I know. Did I say that? *re-reads post* No, I did not. :huh: In fact, I deliberately avoided the whole component thing. IGNORING THE COMPONENT QUALITY ARGUMENT, it doesn't change his point about the watch being designed to be manufactured cheaply. Yet it isn't being sold at a price to reflect that.



BondandBigM said:


> ... but for example, the stainless steel used in a ROLEX is substantially more expensive than your common or garden 316L grade ...


 :blink:

M'kay. So watchmakers use higher grade steel for cases than BMW use for door sills. Where are we going with this??



BondandBigM said:


> As I have said before you absolutely cannot compare the ROLEX brand with BMW


:blink: :blink:

I didn't? I compared it with Jaguar. And only to make the point that Jaguar, as a prestige brand, do an appropriately priced entry-level model, probably because of the competition. Rolex do an entry-level model, but, according to the TZ review, it is grossly over-priced. I think his point about the simplicity of/shortcuts in design illustrate his point alone. But you keep talking about his examination of the components. Forget the components. At it's core it is too expensive for what it is, even if it is immaculately machined. That's what he's saying.

Ps - I have a Rolex too, so I'm not just a Rolex basher. I just thought it was a good review and I see the guy's point.


----------



## squareleg (Mar 6, 2008)

Gents - thanks very much for your replies. And I'm glad we're back on topic! I know the whole Rolex thing can lead to heated debate and I'm glad we're all still being civil to each other..

Using 007's analogy, I guess what I'm saying is this: that I'd be disappointed to spend good money on a Beamer (or a Jag, for that matter) only to open up the bonnet and discover it had a Ford Focus engine (no disrespect...).
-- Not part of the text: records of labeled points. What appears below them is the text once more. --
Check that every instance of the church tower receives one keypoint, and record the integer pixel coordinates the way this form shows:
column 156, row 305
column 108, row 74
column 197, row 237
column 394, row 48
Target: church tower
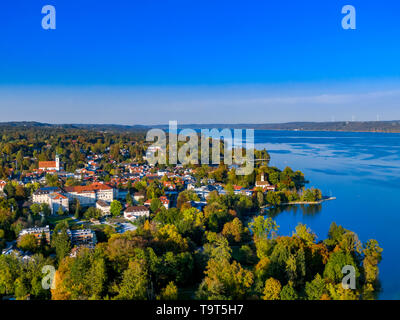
column 57, row 162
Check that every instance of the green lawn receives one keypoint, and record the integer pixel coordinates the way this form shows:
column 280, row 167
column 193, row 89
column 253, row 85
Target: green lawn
column 53, row 220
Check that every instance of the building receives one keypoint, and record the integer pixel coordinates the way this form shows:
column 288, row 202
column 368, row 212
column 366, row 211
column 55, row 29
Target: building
column 2, row 184
column 50, row 165
column 83, row 237
column 53, row 196
column 134, row 212
column 103, row 206
column 264, row 184
column 37, row 232
column 138, row 196
column 164, row 201
column 89, row 195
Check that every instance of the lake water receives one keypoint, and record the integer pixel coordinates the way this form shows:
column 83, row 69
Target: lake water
column 363, row 171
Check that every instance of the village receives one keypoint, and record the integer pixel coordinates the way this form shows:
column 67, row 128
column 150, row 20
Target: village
column 112, row 202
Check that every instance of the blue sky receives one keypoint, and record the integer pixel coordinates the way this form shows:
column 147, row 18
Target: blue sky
column 203, row 61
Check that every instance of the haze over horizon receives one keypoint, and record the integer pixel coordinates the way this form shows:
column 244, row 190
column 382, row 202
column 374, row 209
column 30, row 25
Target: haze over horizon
column 224, row 62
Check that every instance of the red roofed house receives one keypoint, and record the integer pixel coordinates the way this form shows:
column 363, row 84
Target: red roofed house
column 89, row 195
column 50, row 165
column 264, row 184
column 2, row 184
column 164, row 200
column 134, row 212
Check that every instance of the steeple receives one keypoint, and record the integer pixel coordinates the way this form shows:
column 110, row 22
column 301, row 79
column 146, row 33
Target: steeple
column 57, row 162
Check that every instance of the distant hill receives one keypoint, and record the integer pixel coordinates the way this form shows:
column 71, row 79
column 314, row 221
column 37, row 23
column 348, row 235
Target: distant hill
column 348, row 126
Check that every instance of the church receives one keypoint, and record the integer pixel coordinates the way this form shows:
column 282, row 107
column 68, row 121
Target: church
column 50, row 165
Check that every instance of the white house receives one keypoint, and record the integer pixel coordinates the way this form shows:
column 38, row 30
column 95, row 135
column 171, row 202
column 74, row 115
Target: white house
column 134, row 212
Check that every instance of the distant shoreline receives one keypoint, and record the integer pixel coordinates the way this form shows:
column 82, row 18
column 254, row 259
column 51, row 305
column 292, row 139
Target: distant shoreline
column 340, row 126
column 301, row 202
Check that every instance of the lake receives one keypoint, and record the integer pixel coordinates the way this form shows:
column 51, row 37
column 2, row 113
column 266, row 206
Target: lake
column 363, row 171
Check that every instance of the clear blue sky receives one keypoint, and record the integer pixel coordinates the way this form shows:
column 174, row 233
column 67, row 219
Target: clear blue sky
column 199, row 61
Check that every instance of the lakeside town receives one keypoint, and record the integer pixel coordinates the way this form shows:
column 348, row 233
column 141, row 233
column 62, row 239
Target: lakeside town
column 89, row 204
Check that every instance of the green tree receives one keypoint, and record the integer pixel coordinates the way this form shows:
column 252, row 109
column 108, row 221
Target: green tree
column 28, row 242
column 115, row 208
column 134, row 283
column 272, row 289
column 288, row 292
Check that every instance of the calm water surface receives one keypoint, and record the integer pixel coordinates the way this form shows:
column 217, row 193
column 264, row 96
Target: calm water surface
column 363, row 171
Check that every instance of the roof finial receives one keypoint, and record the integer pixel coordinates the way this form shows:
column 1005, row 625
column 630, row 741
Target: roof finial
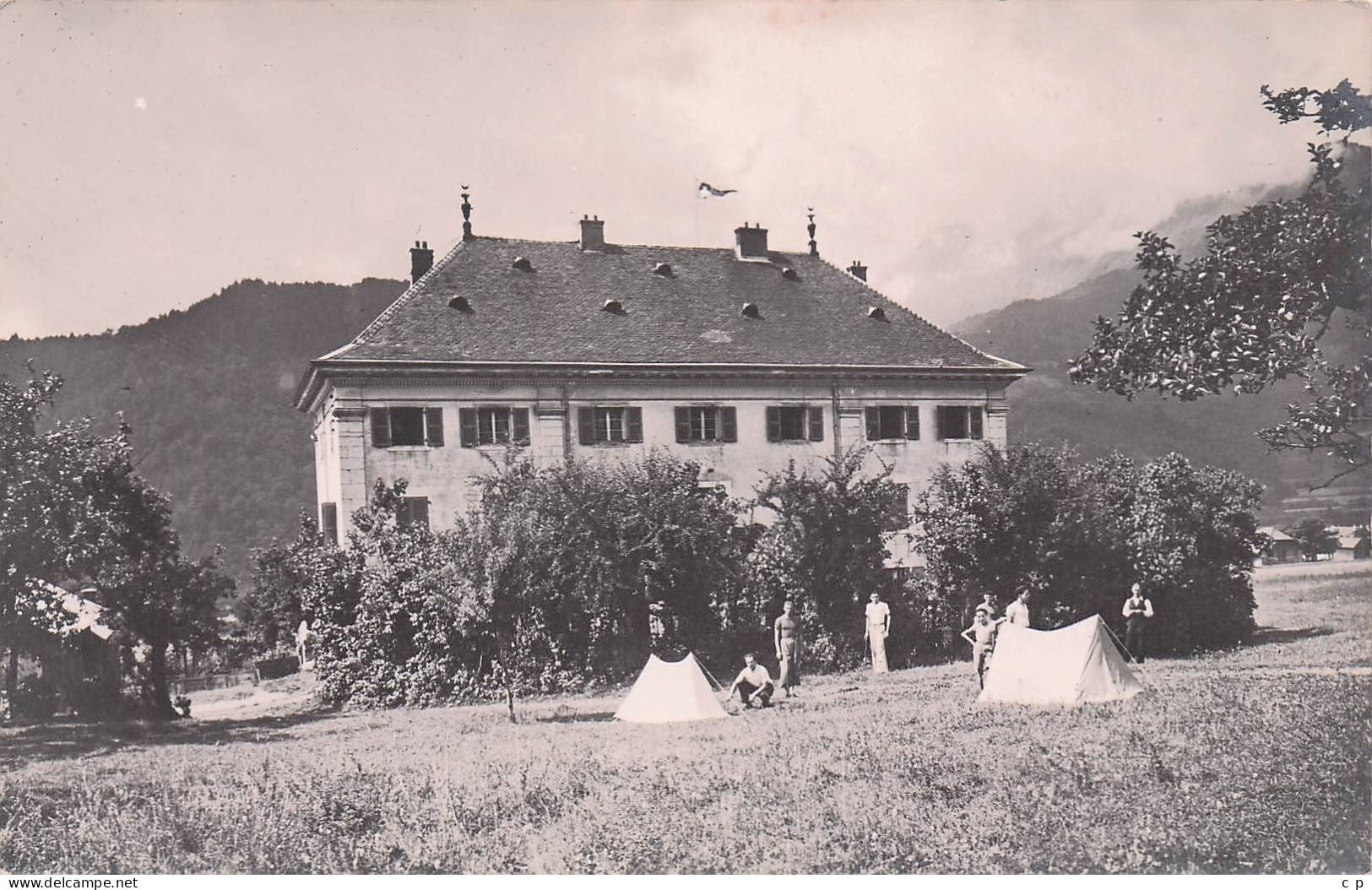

The engine would, indeed, probably run the car very nicely. But, hey - I thought I was buying a superior product, made to exacting standards. Isn't this what all the hype leads us to believe? And when the (insert name of prestige car) goes for servicing, shouldn't I expect that service to be cheaper because, well, lots of mechanics know their way around a Focus engine?

It's confusing, ain't it? :huh:


----------



## Greg (Mar 29, 2008)

squareleg said:


> Gents - thanks very much for your replies. And I'm glad we're back on topic! I know the whole Rolex thing can lead to heated debate and I'm glad we're all still being civil to each other..
> 
> Using 007's analogy, I guess what I'm saying is this: that I'd be disappointed to spend good money on a Beamer (or a Jag, for that matter) only to open up the bonnet and discover it had a Ford Focus engine (no disrespect...). The engine would, indeed, probably run the car very nicely. But, hey - I thought I was buying a superior product, made to exacting standards. Isn't this what all the hype leads us to believe? And when the (insert name of prestige car) goes for servicing, shouldn't I expect that service to be cheaper because, well, lots of mechanics know their way around a Focus engine?
> 
> It's confusing, ain't it? :huh:


Precisely!

And it was my analogy.


----------



## VinceR (Oct 21, 2005)

I remember reading that article & all the fallout from it. But I also recall the fact that he based his findings on his preference for Patek Philippe .. so I guess this was his base.


----------



## jasonm (Nov 22, 2003)

The fact is none of us know what it costs to make a watch, be it a Swatch,Timex or Patek, Rolex, the selling price of ANY luxury product has nothing at all to do with its cost price, if someone buys it, it is worth the asking price... The manufacturer will charge whatever the customer will pay, I have no doubt that a BP Garage egg and cress sarnie will cost them pennies to make but they charge 3 quid, I doubt that they are the best eggs or the best bread.....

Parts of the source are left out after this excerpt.